Neem Oil – Produced from the seeds of the neem tree. It is cold pressed. Neem oil causes maturity of insect pests to be retarded, thus stopping the pests from breeding. Neem oil will not kill insects. Application rate is 1 (5ml) teaspoon per quart plus ½ (2.5ml) teaspoon of dishwashing liquid or wetting agent such as Penetrator or Coco Wet.
Pest Out – Contains clove oil, garlic oil, cottonseed oil, various acids and sugars. This product controls mites, thrips and aphids. The application rate is 3 (15ml) teaspoons per quart.
Caterpillar Killer – Contains Bacillus thuringiensis. This product controls leaf-eating caterpillars and loopers. The application rate is 1 to 2 teaspoons per gallon.
Insect Killing Soap – Contains potassium salts of fatty acids. This product controls white flies, mites and aphids.
Gnatrol – Contains Bacillus thuringiensis subsp. israelensis. This product controls fungus gnat larvae in the growing medium.

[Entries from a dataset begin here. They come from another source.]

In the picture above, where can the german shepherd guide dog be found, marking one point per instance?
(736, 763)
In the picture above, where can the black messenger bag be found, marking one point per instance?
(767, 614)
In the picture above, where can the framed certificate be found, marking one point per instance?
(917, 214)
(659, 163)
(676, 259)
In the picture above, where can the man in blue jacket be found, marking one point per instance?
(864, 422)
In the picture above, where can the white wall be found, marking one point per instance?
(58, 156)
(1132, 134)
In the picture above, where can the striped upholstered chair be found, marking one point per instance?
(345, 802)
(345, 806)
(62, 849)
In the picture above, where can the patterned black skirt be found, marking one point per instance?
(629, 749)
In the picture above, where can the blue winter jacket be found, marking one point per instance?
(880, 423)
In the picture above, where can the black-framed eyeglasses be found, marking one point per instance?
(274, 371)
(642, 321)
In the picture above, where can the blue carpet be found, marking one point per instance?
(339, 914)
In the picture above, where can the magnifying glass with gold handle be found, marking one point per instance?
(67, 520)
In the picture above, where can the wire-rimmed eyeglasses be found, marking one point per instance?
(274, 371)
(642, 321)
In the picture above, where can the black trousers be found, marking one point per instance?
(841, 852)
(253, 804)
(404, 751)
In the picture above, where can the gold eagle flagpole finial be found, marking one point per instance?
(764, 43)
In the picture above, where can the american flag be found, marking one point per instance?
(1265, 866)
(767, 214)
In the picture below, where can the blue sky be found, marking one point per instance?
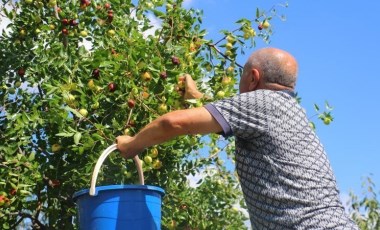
(337, 45)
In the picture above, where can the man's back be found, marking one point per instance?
(284, 172)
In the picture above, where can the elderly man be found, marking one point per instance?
(283, 169)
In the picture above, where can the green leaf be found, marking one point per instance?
(64, 134)
(73, 111)
(77, 137)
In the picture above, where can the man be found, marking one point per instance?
(283, 169)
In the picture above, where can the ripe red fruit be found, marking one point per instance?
(65, 31)
(131, 103)
(112, 87)
(163, 75)
(96, 73)
(73, 22)
(175, 60)
(21, 72)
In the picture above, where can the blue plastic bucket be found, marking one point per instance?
(119, 206)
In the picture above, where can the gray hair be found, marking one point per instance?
(275, 67)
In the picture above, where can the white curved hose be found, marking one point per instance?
(100, 161)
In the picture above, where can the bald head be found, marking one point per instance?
(277, 69)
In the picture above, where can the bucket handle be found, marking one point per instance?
(100, 161)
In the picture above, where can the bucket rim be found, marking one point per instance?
(118, 187)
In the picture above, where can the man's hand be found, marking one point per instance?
(191, 89)
(125, 146)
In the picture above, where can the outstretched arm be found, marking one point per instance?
(167, 127)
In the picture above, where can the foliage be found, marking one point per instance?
(365, 211)
(76, 74)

Serenade – Contains Bacillus subtilis. This product controls powdery mildew, rust, gray mold, leaf blight and other leaf fungi. It can also be applied to the root system to help control root rot. Application rate of 4 oz per gallon of spray mix. Serenade is also available in a ready-to-use spray bottle.
Mildew Cure – Contains clove oil, garlic oil, cottonseed oil, various acids and bicarbonates. This product controls powdery mildew. The Application rate is 2-3 (10 - 15 ml) teaspoons per quart.

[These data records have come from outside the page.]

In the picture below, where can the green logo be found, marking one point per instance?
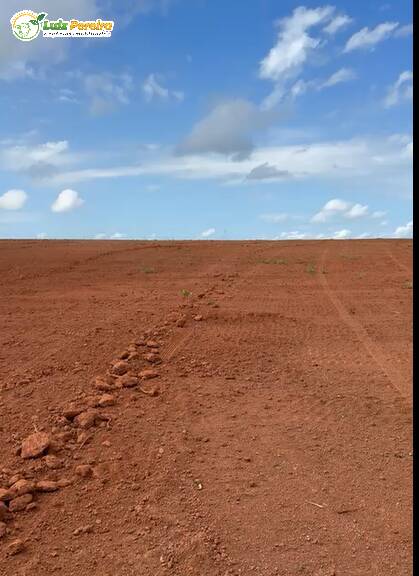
(26, 25)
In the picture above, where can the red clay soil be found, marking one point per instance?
(205, 408)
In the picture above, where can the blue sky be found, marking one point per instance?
(209, 119)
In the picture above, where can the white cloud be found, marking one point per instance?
(404, 231)
(22, 157)
(402, 89)
(294, 235)
(356, 211)
(153, 89)
(207, 233)
(267, 172)
(337, 23)
(366, 38)
(226, 129)
(336, 207)
(378, 214)
(292, 49)
(106, 91)
(342, 75)
(13, 200)
(361, 160)
(341, 234)
(274, 217)
(331, 208)
(66, 201)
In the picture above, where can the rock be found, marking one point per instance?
(4, 512)
(148, 374)
(83, 437)
(103, 386)
(86, 419)
(120, 368)
(5, 495)
(128, 381)
(15, 547)
(22, 487)
(52, 462)
(84, 471)
(83, 530)
(20, 503)
(47, 486)
(64, 482)
(72, 411)
(152, 358)
(2, 529)
(35, 445)
(106, 400)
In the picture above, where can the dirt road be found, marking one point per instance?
(269, 432)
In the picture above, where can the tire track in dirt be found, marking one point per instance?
(374, 350)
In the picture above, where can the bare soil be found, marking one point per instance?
(205, 408)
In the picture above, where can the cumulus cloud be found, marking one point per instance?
(342, 75)
(13, 200)
(402, 89)
(366, 38)
(66, 201)
(275, 217)
(266, 171)
(293, 47)
(208, 233)
(331, 208)
(227, 129)
(356, 211)
(342, 234)
(340, 21)
(405, 231)
(154, 90)
(336, 207)
(107, 91)
(23, 157)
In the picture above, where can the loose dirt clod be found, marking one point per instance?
(47, 486)
(4, 512)
(120, 368)
(148, 374)
(127, 381)
(106, 400)
(35, 445)
(3, 529)
(84, 471)
(15, 547)
(86, 420)
(22, 487)
(20, 503)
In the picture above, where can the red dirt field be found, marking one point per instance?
(273, 439)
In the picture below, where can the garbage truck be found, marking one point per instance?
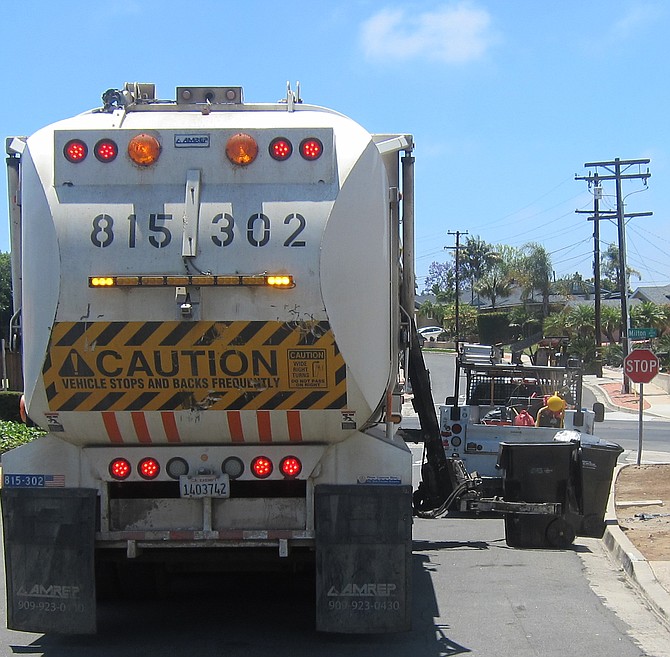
(212, 305)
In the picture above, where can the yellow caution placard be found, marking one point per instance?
(159, 366)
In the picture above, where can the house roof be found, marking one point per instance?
(658, 294)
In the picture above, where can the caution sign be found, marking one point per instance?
(307, 368)
(158, 366)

Sulfur Burner / Vaporizor – Sulfur burners’ burn sulfur, which creates sulfur vapor. This vapor alters the pH of the leaf surface which controls powdery mildew and slows the breeding process of insects. Powdery mildew control is effective as long as the sulfur remains on the leaf. Dusting the leaves will remove the sulfur. The application of sulfur should be applied at night time when the lights are off. The room should not be disturbed by the grower or exhaust fans for 4 hours while the burner is operating. The grower should not enter the room during operation.
SM-90 – Contains coriander oil, canola oil and Triethanolamine (this is a pH buffering agent). SM-90 can be used in the root zone and as a foliar spray. Its purpose is to control fungi. In the root zone it controls root rot pathogens and on the leaves it will control powdery mildew. Apply 2-3 ml per gallon of nutrient solution for the root zone and 1 part SM-90 to 5 parts water for foliar spraying. It also seems to have a bug repellant quality
Hydroguard – Contains Bacillus subtillis and Bacillus amyloiquefaciens. Both these mirco-organisms suppress the development of fungi development thus controlling root rot pathogens in the root zone. Apply at a rate of 1-3 (5-15ml) teaspoons per gallon of nutrient mix. For soil gardens apply every 30-90days. For hydroponic gardens using Hydroton rock, perlite or aeroponic systems, re-inoculation should occur every 7 days, whereas coco, Ready-Gro and rockwool should be re-inoculated every 14 days.
Do you have to use all 3 of GH’s Flora Series at the same time?
All three parts of the GH Flora series are required to be used at the same time. The ratios that are used of each part will change with the different growth stages of the plant. During the vegetative stage more Flora Grow and Flora Micro will be used than the Flora Bloom. As the plant starts flowering then all parts will be used equally. When the plant is in full bloom and fruiting then more Flora Bloom and Flora Micro will be used than Flora Grow. Growers using tap water should use Flora Micro Hardwater; the regular Flora Micro is primarily for Reverse Osmosis water or tap water with a very low TDS level.
6. What is the difference between an enhancer and a nutrient?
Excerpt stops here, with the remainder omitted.